Japanese language collector have the following problems:

“username”: “navta”, “source”: “http://www.edrdg.org/wiki/index.php/Tanaka_Corpus”
1. “sentence”: “あきらめたら、そこで試合終了ですよ。”
  - From SLAM DUNK.
  - Ref: あきらめたら、そこで試合終了ですよ。 - Google 検索
2. “sentence”: “我が生涯に一片の悔いなし。”
  - From 北斗の拳.
  - Ref: 我が生涯に一片の悔いなし。 - Google 検索
3. “sentence”: “僕は新世界の神となる。”
  - From DEATH NOTE.
  - Ref: 僕は新世界の神となる。 - Google 検索
4. “sentence”: “あんたらの名前なんか興味ないね。どうせこの仕事が終わるとお別れだ。”
  - From ファイナルファンタジーVII.
  - Ref: あんたたちの名前なんか興味ないね。 - Google 検索
  - There are a few changes.

Perhaps this is a problem with the corpus.

I went to the source page and checked the "Public Domain version" and it contains the above text. These sources are famous cartoons and games, and they are obviously not in the public domain. The "Public Domain version" file has a [Manga] flag, but some of the sentences are not. Honestly, I can't determine how much of the offending text is in the mix.

Three Non-Public Domain Sources

Japanese language collection, again.

“username”: “navta”
- “source”: “http://d.hatena.ne.jp/satoru_net/20151030/1446184756”
  - This source is an unauthorized reproduction of ATR 503 sentences.
  - Corpus Name: ATR 503 sentences (Japanese name: ATR音素バランス503文)
  - Original is paid for: ATRデジタル音声データベース｜ATR音声言語データベース｜ATR-Promotions
- “source”: “https://github.com/voice-statistics/voice-statistics.github.com/blob/master/assets/doc/balance_sentences.txt”
  - Creator: 日本声優統計学会
  - Corpus Name: 音素バランス文
  - License: CC BY-SA 4.0; Creator said CC-BY-SA ライセンスで配布しています．
- “source”: “https://github.com/matbahasa/TALPCo/blob/master/data_jpn.txt”
  - Current: https://github.com/matbahasa/TALPCo/blob/master/jpn/data_jpn.txt
  - Corpus Name: TUFS Asian Language Parallel Corpus
  - License: CC BY 4.0; Corpus said TALPCo is licensed under a Creative Commons Attribution 4.0 International (CC BY 4.0) license.

Are the reviewers, users Rrock9312 and Rrock2139 the same person?

I checked common-voice/sentence-collector.json. Probably the current Japanese source text isn't all in the public domain. That's a shame.

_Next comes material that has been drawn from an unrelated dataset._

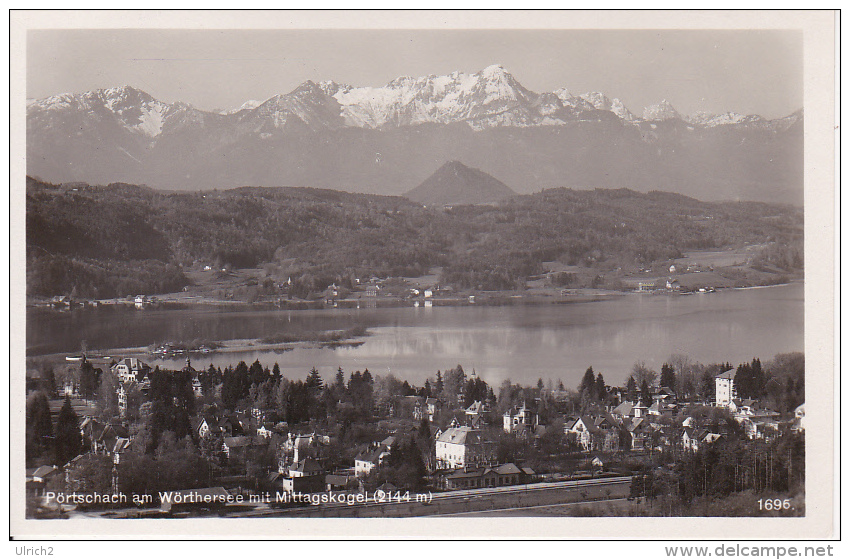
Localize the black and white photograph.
[10,11,838,539]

If the current 5,528 sentence is deleted, will the voice no longer be able to be recorded? (i.e., less than 5,000 sentences)
If the full text is not available, will it also be removed from the dataset, meaning the dataset cannot be provided? (so, we can't use already recorded voices?)
Perhaps the current Sentence Collector has the above source and the text I've added, but are there any other texts? I'd like to check if there is one ...... I don't trust the old collection. (Of course, I want a third party to verify the source I used too.)

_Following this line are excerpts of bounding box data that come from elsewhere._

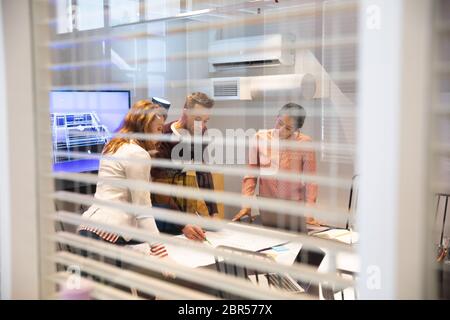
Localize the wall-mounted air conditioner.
[206,73,317,101]
[209,34,295,72]
[209,77,252,101]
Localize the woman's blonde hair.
[103,100,167,154]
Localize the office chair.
[435,193,450,300]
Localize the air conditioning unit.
[209,34,295,72]
[209,77,252,101]
[205,74,317,101]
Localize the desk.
[166,226,360,298]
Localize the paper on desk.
[314,229,359,244]
[166,236,215,268]
[166,230,284,268]
[206,230,286,252]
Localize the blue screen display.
[50,91,130,172]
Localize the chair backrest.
[435,193,450,245]
[214,246,272,300]
[345,174,359,229]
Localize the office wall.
[0,0,39,299]
[49,4,356,225]
[187,6,357,222]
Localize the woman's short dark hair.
[278,102,306,129]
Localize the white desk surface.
[166,226,360,273]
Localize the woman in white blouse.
[78,100,167,257]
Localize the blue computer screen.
[50,91,130,172]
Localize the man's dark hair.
[278,102,306,129]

We may need to verify the source provided by navta. This person participates in other languages as well (at least in the English collection).
Seriously, we should ask for volunteers to verify all language sources (I really want the Mozilla staff to verify it, but they'll need time to do so). There are too many resources to lose, including the voice, the dataset itself, etc.
- Go to the source and check the license. Randomly extract text from the source and search the web for it (to check that the source is not an unauthorized reproduction).
- However, it's useless unless it's verified by a trusted person. Just pressing the confirm button is not proof.
commonvoice.mozilla.org should mention this danger. They are now reading text that is not in the public domain. Users of the dataset are using data that they can't use.

This is insane, and a betrayal to the people.